Quantifying Player Performance in Buildup Play with Expected Threat
Introducing a concept called Expected Threat (xT) to model team behavior during buildup play in football
Introduction
In the blog post I will discuss here, the author, Karun Singh, introduces a new concept called Expected Threat (xT) to model team behavior during buildup play in football. The author argues that while quantitative analysis is great, we can amplify the gains of such analysis by being more adventurous with presentation, which is why his post contains a lot of interactivity. To motivate the rest of the post, the author provides an example of Arsenal’s opening goal in a game against Burnley and asks the reader to consider where the credit for the goal should be given. While the assist for the goal is given to Kolašinac on paper, Özil’s contribution is not captured in a proportional manner.

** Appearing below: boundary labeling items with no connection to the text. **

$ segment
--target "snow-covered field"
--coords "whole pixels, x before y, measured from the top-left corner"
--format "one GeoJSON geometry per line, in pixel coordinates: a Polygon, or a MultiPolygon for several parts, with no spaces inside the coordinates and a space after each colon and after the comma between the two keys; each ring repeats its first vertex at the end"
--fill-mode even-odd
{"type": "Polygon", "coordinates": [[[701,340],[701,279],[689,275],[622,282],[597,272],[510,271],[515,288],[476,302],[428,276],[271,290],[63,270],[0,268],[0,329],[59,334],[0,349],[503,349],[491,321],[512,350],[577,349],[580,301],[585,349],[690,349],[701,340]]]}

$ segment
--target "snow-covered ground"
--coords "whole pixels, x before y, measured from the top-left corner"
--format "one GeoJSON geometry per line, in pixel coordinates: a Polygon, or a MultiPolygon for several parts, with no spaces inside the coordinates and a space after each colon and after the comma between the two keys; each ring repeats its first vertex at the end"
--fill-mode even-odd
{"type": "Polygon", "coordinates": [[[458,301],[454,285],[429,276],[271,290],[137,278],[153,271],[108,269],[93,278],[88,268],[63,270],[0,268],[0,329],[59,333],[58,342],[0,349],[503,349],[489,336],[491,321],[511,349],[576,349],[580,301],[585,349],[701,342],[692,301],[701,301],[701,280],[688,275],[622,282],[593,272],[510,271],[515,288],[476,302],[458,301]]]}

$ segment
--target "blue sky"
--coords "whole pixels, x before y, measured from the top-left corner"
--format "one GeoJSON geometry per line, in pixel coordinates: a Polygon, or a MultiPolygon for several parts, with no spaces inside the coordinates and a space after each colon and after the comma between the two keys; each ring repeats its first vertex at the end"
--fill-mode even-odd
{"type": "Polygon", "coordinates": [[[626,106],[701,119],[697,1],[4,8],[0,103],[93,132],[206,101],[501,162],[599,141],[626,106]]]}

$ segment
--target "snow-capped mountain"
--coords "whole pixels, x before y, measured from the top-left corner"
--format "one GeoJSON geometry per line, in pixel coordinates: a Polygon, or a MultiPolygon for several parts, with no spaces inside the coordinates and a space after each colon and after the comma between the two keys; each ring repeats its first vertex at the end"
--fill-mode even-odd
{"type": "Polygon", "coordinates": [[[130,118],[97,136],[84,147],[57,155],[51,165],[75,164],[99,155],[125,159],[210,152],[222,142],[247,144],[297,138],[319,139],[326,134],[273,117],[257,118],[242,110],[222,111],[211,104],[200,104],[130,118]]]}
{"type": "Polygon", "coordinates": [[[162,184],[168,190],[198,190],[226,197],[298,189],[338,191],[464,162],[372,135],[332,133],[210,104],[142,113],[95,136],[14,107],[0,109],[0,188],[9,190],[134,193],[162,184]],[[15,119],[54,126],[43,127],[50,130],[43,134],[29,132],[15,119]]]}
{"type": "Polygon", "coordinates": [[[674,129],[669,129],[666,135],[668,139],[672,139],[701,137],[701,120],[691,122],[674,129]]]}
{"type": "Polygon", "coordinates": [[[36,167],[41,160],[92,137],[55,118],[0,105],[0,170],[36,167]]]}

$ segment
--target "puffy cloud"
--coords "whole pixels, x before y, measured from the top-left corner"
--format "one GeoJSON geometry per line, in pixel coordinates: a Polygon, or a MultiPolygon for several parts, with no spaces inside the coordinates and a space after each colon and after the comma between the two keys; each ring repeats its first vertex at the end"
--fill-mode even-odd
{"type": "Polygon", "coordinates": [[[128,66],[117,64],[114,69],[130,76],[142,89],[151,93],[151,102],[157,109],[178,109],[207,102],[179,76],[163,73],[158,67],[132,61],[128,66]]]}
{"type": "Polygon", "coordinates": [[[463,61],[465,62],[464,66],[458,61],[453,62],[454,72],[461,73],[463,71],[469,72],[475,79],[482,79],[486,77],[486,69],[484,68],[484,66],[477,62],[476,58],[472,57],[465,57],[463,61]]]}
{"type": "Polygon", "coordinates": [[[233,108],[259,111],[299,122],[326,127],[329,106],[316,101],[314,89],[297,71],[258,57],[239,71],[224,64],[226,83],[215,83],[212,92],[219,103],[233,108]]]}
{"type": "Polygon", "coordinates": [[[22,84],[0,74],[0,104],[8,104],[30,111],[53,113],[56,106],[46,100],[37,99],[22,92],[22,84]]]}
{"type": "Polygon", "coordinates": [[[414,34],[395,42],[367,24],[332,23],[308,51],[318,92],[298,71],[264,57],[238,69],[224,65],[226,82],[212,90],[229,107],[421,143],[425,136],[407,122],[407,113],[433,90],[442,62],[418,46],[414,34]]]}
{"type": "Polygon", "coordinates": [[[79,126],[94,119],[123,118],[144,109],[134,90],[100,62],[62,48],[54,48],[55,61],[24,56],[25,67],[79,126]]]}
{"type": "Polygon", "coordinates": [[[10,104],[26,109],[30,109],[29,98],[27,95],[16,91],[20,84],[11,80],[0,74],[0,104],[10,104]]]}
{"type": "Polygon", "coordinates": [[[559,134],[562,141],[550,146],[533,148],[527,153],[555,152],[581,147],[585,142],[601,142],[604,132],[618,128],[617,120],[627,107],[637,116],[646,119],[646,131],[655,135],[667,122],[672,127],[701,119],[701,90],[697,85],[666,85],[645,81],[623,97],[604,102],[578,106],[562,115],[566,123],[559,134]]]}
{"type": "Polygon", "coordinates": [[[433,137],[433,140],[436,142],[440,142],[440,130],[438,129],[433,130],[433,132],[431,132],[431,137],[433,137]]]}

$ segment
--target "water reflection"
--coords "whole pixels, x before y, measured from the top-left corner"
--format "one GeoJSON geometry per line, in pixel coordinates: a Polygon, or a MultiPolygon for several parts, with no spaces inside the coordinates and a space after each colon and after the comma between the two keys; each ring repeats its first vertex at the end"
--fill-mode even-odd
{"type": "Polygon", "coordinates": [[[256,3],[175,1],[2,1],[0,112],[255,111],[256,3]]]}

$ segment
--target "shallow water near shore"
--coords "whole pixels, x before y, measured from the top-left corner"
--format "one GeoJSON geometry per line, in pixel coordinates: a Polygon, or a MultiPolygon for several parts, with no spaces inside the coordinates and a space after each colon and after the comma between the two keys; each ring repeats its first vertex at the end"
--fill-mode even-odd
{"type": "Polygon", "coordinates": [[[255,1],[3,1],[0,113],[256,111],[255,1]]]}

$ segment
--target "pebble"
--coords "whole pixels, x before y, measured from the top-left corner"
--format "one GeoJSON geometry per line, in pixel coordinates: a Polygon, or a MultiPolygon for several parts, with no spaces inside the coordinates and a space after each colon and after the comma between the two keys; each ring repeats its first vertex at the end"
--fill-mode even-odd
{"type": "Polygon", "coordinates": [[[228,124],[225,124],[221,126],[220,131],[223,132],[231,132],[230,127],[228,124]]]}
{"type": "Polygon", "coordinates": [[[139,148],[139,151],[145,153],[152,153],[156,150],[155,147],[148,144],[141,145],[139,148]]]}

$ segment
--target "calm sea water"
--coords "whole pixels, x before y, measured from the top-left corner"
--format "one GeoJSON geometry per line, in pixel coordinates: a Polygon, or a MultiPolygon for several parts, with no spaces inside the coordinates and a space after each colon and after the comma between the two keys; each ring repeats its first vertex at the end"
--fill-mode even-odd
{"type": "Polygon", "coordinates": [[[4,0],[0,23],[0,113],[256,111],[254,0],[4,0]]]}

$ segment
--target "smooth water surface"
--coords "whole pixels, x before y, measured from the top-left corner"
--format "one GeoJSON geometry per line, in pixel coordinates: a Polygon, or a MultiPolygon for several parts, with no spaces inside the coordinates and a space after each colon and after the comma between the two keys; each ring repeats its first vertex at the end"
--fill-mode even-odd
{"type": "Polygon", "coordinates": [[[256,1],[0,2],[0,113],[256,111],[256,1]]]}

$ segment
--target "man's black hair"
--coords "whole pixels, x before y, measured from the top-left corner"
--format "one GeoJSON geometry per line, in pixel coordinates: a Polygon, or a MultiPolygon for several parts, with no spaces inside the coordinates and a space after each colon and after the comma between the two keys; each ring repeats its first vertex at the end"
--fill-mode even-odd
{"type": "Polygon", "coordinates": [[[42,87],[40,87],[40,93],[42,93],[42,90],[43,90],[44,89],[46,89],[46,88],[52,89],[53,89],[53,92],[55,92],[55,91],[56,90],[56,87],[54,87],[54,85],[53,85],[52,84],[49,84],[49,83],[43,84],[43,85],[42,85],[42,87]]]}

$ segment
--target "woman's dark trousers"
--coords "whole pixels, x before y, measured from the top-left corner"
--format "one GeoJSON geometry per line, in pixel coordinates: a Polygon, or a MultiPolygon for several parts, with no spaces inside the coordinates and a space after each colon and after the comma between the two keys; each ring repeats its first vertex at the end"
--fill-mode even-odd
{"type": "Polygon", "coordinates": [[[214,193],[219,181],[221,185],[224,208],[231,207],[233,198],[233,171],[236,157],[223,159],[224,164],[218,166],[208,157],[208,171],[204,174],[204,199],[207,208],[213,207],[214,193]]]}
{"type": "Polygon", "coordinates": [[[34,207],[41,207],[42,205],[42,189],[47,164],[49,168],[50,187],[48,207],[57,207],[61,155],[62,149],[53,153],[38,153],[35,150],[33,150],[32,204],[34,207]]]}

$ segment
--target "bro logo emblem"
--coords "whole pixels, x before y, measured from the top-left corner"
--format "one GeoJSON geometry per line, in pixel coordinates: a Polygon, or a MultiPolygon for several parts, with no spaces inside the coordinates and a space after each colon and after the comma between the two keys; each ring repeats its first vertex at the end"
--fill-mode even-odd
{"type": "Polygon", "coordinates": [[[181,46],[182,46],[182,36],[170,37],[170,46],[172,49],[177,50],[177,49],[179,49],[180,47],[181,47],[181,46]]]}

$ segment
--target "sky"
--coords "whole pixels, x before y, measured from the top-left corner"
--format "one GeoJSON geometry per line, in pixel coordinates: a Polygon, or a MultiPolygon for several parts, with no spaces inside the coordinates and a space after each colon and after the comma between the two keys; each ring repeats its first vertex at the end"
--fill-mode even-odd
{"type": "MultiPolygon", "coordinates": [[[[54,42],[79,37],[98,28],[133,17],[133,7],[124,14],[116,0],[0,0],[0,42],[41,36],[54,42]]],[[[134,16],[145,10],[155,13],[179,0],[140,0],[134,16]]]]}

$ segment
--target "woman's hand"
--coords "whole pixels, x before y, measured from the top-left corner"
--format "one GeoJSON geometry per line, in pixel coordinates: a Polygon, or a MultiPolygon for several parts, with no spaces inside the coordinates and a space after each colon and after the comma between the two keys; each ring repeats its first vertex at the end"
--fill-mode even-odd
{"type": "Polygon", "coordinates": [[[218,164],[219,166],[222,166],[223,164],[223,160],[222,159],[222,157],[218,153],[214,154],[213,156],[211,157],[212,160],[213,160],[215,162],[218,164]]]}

The author argues that breaking down buildup play and assigning credit to individual actors is a hard problem. This is where xT comes in. xT is a framework that models team behavior during buildup play in order to gain a deeper understanding of it. The framework is built on three main components: Event Probability, Pitch Control, and Threat.
Existing approaches
The problem of assigning credit to individual actors in a buildup play is not a new one, and there are several existing quantitative frameworks that can be used to approach this problem. However, each of these frameworks has limitations that make it difficult to accurately capture the contribution of each player. For instance, looking only at assists would not capture contributions such as Mesut Özil’s in the Arsenal-Burnley game.
On the other hand, xGChain and xGBuildup divide up the xG equally among all players involved in the play, regardless of their actual contribution. The difference in xG induced by each action in the buildup is a better approach, but it does not always capture the true threat of a pass, since a threatening pass may not always lead to a good shooting position. In the case of Özil’s pass to Kolašinac, it split the defense open, but Kolašinac did not receive it in a particularly good shooting position. Therefore, there is a need for a new framework that can accurately capture the contribution of each player in a buildup play.
What would be a better approach?
The author proposes a framework that rewards individual player actions, operates on event-level data, is independent of the end outcome of the possession, and recognizes “threatening” positions that can lead to high-xG shooting positions with high likelihood.
To reward individual player actions, the proposed model assigns a score to each player action based on how much it contributed to the build-up play. To operate on event-level data, the author uses a list of sequential events along with basic attributes for each event, such as the player in possession, time elapsed in the match, start location, end location, etc.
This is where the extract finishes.